As parents, we can raise our children to both welcome and learn from their mistakes instead of being shattered by them. We can aspire to teach them to use their mistakes to help them grow instead of allowing those mistakes to generate external reactions that will make them wither. Only then can they strive for personal excellence, which, when it boils right down to it, is what we really want for them.
Here are some suggestions that will help our children develop good defeat recovery skills:
- Never admonish yourself openly for a mistake. Instead, mention what solution you intend to use and what you learned from that mistake. “Oops, I burned the mashed potatoes again. I’ll wash out this pan and start all over again. I guess I shouldn’t try to cook and read magazines at the same time!”
- Never deny your children something they’re good at as a consequence for misbehavior. For instance, if your toddler is very creative with building blocks and her favorite play activity is building shopping malls and suspension bridges with them, be sure not to punish her by taking them away: “Look at the mess you made with those paints! How am I ever going to get this off my newly painted walls? Sarah, you naughty girl! For that, you’re not allowed to play with your blocks today.” If Sarah is repeatedly denied what she excels in, eventually, she’ll grow to shun goals altogether.
- Teach your children that there is no quota for failed attempts. There’s progress and success to be found in each of them. If your toddler is trying to learn to button his shirt, try not to intervene unless he becomes overwhelmed. Point out the buttons he did manage to fasten. The next attempt, bring up how he keeps on trying. The third attempt, point out how he correctly lined up some of them, and so on.

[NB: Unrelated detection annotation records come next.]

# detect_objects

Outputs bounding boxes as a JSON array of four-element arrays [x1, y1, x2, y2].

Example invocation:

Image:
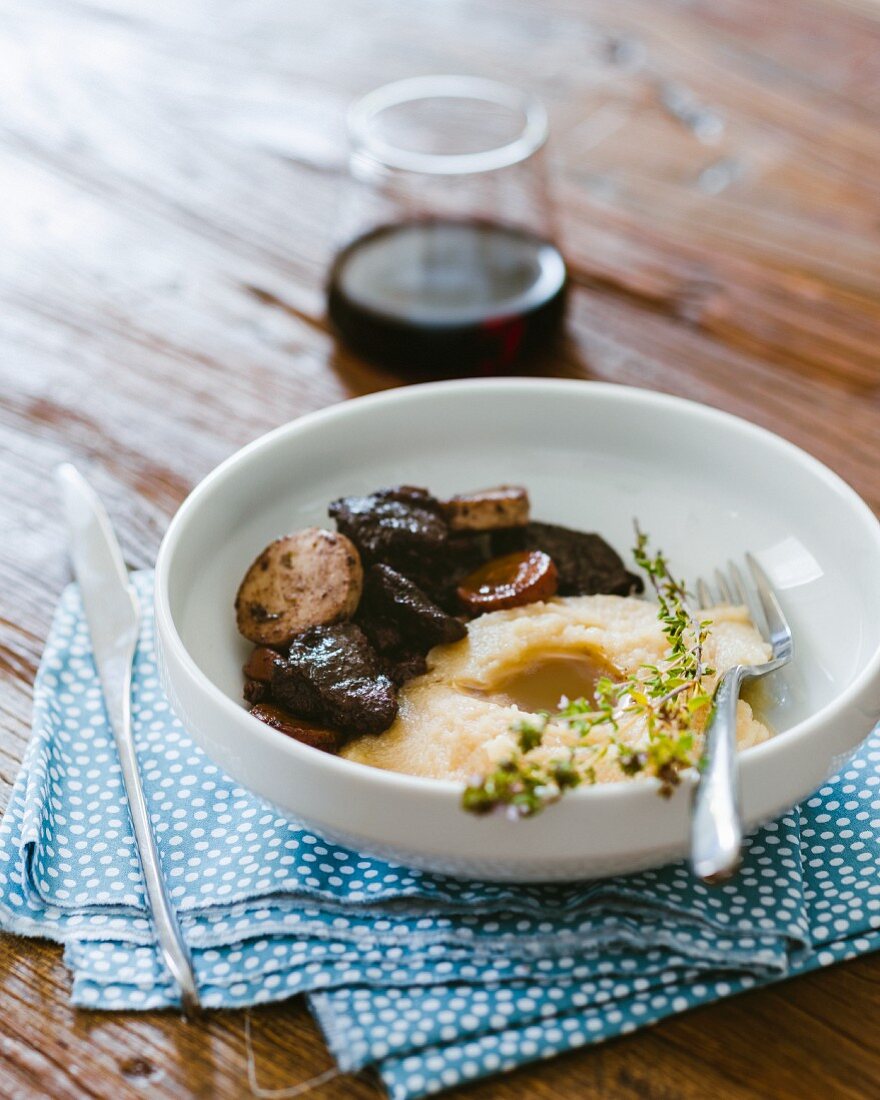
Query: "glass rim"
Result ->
[[348, 75, 548, 176]]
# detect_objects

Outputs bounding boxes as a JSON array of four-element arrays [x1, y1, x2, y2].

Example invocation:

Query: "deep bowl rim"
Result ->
[[154, 377, 880, 801]]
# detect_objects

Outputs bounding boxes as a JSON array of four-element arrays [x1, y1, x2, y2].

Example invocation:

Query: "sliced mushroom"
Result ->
[[441, 485, 529, 531], [235, 527, 364, 646], [251, 703, 339, 752], [458, 550, 558, 615]]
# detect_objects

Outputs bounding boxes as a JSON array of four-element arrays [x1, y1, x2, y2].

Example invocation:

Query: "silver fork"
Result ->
[[691, 553, 793, 882]]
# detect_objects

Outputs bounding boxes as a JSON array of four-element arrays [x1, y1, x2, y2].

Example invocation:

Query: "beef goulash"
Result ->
[[235, 485, 642, 752]]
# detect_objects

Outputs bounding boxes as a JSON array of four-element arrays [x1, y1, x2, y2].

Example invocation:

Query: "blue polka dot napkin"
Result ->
[[0, 573, 880, 1100]]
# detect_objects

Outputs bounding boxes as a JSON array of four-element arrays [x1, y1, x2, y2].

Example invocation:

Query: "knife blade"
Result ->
[[55, 463, 199, 1016]]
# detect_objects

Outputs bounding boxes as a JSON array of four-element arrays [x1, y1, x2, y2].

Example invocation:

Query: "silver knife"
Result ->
[[55, 463, 200, 1016]]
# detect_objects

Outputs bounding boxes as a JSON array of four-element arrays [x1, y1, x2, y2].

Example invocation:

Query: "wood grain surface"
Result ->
[[0, 0, 880, 1100]]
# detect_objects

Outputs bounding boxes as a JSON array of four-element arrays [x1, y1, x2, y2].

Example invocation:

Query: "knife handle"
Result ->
[[113, 633, 201, 1020]]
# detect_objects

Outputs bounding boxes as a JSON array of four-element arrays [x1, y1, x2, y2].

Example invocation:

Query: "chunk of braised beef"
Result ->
[[492, 523, 645, 596], [243, 680, 270, 704], [328, 485, 449, 573], [272, 623, 397, 737], [407, 531, 493, 614], [359, 564, 468, 653]]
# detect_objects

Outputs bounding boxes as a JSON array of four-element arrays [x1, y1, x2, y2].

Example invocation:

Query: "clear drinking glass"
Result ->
[[328, 76, 568, 375]]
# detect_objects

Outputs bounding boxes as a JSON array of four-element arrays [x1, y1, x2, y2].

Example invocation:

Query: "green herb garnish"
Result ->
[[462, 524, 714, 817]]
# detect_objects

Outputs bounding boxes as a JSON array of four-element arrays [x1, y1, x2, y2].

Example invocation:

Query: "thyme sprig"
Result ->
[[462, 524, 714, 817]]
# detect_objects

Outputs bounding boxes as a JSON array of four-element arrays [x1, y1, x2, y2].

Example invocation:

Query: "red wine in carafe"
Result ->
[[328, 219, 567, 375]]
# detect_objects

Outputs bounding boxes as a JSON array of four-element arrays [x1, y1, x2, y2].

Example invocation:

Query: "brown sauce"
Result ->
[[458, 649, 620, 714]]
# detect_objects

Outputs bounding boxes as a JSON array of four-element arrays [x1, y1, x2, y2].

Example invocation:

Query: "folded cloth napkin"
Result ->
[[0, 572, 880, 1100]]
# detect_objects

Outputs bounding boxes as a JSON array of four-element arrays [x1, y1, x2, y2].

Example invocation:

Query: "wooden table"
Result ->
[[0, 0, 880, 1100]]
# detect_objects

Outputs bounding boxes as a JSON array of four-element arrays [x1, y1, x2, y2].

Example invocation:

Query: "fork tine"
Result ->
[[715, 569, 734, 604], [746, 553, 792, 657]]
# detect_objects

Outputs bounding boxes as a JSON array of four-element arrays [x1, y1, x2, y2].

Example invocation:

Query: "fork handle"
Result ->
[[691, 666, 745, 882]]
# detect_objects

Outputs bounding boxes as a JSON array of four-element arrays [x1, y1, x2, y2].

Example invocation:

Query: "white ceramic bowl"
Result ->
[[156, 380, 880, 881]]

- Have weekly family mistake contests that your toddler can observe and eventually participate in when he’s old enough. You and the older children must record every mistake they’ve made during the day. During dinner, each can describe the mistake from which they’ve learned the most. The entire family can then decide which one was the best and why. Because this unmasks the advantages that each failure offers, children become more accepting of their shortcomings and mistakes.